Accessing your home’s equity to supplement a retirement plan is an option that many baby boomers are choosing. Many retirees are finding that the bulk of their wealth is tied up in their homes and not in their retirement accounts, leaving many to seek alternative solutions like reverse mortgages.
Reverse mortgages allow borrowers in retirement (of a certain age) to take a loan against the valuation of their home without having to worry about repayment unless they want to sell. The responsibility of repayment falls to the estate of the individual in which case the home reverts to bank ownership. These mortgages are like their name in reverse, as the loan gets larger over time. The value of the loan will never equal more than the value of the home so borrowers can feel safe that they will not be evicted from their homes.

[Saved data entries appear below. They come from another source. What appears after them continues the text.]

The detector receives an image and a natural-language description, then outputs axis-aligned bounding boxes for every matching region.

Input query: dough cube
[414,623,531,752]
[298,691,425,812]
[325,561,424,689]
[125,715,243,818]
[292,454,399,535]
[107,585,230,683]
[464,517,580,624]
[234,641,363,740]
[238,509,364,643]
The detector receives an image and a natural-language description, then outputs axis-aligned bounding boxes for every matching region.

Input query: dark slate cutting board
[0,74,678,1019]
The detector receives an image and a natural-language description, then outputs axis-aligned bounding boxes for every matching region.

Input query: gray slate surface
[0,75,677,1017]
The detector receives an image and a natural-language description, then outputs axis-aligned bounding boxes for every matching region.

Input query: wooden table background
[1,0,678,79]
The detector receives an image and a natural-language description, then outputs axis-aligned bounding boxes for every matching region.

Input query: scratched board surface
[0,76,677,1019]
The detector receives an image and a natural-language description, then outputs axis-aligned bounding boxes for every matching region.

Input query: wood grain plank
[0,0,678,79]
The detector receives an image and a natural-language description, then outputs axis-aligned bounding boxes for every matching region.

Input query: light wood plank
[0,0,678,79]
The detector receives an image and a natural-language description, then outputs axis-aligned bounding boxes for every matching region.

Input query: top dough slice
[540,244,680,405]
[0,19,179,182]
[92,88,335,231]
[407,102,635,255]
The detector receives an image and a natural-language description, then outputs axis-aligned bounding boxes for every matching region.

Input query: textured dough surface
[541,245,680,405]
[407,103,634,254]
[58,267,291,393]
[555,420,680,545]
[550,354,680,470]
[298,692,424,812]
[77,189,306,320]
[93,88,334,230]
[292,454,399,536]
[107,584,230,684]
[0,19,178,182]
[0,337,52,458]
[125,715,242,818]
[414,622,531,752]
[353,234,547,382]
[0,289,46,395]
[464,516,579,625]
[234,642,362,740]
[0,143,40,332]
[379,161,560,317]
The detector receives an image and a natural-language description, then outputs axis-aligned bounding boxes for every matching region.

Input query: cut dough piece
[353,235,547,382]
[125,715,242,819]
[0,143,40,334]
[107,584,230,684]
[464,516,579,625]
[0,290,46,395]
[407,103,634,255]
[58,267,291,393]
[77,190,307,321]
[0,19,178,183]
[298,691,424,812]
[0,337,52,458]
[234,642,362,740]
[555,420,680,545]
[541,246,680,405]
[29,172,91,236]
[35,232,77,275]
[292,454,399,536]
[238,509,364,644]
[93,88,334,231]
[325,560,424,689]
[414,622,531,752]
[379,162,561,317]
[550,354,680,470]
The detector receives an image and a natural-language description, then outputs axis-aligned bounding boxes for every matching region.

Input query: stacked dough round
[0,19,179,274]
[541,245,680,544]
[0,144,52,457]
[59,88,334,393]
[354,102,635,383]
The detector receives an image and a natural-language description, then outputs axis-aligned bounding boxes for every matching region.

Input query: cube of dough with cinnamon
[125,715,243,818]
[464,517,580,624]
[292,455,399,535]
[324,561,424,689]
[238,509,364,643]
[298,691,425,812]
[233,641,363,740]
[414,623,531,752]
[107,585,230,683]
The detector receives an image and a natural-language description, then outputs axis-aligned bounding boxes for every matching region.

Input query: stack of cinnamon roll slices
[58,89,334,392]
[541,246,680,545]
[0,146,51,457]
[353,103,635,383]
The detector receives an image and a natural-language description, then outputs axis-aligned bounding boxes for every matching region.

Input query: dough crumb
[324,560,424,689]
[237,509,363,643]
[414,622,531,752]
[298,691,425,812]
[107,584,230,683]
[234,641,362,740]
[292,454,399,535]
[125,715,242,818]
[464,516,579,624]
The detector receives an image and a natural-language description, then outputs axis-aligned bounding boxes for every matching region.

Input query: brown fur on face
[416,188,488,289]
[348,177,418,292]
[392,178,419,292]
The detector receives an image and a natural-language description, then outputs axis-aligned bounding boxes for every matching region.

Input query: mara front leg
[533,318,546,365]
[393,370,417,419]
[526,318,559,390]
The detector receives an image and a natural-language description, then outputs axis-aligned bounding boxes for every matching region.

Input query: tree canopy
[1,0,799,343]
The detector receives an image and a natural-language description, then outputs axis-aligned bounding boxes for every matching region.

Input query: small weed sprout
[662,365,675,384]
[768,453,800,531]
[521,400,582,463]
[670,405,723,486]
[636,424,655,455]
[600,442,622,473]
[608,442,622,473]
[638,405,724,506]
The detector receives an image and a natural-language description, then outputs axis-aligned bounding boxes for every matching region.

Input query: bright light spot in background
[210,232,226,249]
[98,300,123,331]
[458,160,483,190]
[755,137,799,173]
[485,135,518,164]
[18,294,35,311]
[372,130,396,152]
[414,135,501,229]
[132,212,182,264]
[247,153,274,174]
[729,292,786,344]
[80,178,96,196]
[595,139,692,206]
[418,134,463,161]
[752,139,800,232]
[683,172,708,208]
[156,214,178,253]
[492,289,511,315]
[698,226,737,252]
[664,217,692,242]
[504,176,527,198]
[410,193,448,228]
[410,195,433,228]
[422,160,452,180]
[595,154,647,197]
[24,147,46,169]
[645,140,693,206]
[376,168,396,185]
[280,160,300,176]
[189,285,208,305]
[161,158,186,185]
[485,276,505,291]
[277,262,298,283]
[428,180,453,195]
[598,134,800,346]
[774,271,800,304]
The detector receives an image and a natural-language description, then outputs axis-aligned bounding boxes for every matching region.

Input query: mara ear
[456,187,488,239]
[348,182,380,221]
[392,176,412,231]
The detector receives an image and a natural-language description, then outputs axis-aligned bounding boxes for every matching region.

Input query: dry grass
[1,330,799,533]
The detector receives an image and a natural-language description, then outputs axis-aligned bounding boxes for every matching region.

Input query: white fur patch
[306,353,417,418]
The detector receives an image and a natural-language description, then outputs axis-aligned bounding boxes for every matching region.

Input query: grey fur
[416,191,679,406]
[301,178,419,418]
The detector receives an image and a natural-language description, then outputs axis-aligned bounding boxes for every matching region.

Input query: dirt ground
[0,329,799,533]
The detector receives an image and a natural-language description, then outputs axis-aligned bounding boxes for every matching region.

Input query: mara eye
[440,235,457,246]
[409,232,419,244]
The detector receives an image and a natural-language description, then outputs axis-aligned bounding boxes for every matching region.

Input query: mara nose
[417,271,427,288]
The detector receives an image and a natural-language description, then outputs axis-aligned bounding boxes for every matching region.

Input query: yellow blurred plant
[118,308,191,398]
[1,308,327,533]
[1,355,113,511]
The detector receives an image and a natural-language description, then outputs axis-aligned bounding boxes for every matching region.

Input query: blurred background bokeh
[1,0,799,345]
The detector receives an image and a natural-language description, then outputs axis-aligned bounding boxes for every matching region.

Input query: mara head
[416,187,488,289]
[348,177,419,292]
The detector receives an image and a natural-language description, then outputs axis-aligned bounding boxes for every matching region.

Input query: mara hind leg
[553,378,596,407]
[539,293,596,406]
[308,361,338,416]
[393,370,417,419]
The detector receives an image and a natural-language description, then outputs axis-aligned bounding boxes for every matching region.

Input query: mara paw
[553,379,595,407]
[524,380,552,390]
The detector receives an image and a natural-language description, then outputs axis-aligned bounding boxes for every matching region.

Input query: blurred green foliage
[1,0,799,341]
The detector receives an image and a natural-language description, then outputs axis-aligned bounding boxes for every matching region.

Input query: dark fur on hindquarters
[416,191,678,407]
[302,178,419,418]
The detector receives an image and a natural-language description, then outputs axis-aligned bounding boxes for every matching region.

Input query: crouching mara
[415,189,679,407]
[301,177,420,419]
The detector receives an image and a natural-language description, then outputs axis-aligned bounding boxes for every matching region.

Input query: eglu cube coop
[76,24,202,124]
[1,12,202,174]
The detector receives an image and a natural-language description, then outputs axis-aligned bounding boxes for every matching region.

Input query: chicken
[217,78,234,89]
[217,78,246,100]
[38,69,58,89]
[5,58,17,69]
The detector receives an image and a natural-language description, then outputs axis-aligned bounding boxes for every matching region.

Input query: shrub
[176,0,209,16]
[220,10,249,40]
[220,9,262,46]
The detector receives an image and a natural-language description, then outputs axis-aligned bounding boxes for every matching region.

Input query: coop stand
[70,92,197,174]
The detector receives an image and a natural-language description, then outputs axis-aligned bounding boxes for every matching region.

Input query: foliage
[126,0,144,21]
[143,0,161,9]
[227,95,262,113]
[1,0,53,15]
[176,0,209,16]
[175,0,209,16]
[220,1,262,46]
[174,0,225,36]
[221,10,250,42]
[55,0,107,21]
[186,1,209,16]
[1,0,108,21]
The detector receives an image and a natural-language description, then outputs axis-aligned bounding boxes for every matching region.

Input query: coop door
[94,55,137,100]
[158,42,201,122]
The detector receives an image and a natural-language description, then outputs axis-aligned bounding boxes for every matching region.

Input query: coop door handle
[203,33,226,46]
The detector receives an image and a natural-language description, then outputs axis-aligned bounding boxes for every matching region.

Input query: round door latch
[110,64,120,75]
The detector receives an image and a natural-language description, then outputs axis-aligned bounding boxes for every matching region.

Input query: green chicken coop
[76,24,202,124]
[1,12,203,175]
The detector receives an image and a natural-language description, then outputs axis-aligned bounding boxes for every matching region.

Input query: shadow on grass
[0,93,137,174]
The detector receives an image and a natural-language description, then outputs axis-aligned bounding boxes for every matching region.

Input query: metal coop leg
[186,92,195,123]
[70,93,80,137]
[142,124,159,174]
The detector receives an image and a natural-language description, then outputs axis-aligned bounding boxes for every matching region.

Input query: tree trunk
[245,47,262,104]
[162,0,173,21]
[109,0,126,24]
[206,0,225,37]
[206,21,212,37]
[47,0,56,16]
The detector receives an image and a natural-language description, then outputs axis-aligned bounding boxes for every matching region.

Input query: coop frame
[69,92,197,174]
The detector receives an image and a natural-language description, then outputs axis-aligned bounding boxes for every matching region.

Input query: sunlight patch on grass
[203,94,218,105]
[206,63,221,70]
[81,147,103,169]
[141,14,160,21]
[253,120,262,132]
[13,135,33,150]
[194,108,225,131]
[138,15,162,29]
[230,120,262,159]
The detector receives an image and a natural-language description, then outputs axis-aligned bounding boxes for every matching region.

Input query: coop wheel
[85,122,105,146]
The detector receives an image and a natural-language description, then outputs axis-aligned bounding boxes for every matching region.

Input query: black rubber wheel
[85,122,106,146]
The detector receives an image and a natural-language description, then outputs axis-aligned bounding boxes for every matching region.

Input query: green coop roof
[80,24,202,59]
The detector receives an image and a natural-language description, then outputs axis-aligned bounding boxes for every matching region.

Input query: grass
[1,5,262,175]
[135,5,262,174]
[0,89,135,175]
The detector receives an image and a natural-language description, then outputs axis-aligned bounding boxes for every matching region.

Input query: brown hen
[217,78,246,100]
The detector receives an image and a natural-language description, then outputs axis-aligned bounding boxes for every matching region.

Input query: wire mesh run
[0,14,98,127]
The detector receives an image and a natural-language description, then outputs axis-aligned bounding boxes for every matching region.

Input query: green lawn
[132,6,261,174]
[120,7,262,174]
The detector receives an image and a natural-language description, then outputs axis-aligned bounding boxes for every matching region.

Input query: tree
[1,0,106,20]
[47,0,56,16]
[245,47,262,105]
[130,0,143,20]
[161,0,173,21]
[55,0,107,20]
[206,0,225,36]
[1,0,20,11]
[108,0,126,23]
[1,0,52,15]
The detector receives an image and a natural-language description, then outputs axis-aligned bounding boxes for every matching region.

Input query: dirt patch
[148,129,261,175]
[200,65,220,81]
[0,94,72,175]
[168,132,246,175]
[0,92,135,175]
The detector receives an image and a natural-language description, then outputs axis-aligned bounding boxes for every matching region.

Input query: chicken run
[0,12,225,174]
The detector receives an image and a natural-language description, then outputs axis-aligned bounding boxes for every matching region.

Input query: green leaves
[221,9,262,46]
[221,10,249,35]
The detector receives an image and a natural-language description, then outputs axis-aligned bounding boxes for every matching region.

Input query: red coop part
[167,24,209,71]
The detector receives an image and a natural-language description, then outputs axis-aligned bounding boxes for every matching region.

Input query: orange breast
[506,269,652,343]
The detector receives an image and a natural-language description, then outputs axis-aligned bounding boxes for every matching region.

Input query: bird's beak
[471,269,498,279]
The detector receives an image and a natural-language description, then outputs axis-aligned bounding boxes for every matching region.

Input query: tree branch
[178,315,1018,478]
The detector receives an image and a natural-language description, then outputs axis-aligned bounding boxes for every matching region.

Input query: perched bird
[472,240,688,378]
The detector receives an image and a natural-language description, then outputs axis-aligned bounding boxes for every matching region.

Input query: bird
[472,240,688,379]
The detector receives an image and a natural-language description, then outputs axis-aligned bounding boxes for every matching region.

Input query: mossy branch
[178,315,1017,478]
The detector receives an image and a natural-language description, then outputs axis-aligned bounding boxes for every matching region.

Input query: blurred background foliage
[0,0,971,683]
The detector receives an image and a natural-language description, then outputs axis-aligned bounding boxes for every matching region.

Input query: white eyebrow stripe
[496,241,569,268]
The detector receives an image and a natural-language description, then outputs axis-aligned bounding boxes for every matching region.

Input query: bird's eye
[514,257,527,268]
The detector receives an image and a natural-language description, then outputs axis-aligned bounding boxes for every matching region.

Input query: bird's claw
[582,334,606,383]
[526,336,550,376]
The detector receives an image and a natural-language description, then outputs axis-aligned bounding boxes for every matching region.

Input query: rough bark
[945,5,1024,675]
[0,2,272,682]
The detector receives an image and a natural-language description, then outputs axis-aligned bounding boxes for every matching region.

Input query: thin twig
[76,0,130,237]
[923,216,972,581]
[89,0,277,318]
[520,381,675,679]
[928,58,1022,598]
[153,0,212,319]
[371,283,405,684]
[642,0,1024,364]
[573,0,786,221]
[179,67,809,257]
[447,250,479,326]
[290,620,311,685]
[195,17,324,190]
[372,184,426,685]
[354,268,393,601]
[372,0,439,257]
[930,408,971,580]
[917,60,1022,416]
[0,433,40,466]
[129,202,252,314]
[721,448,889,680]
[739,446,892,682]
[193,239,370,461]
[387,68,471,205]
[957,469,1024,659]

As an assurance to retired borrowers, these loans are heavily regulated and according to Bob Budreika, a reverse mortgage specialist, “lenders are very conservative on the amount they will allow people to borrow because they run the risk, not the borrower.” Additionally, regulations stipulate that to get 15% of the value of your home you must be 65. The scale slides and an 85-year old borrower could qualify for as much as 45% of their home’s value. The number of reverse mortgages was on the rise over the past decade, and the market had grown to $3.6 billion before it slowed in the wake of the economic crisis. Products such as these would not have been as popular a generation ago, as the previous generation was very concerned with leaving assets to their children, according to Budreika. “The baby boomers coming through and some already retiring, have got a very different attitude to their parents’ generation who were frugal and wanted to leave as much as they could to their children. “The baby boomers are saying ‘stuff the kids, I’m going to spend their inheritance.’
Retirees should begin by doing initial calculations to determine how much of their equity they need to withdraw using this method, and never borrow more than is need. Start with $300-$500 a month instead of the entire lot.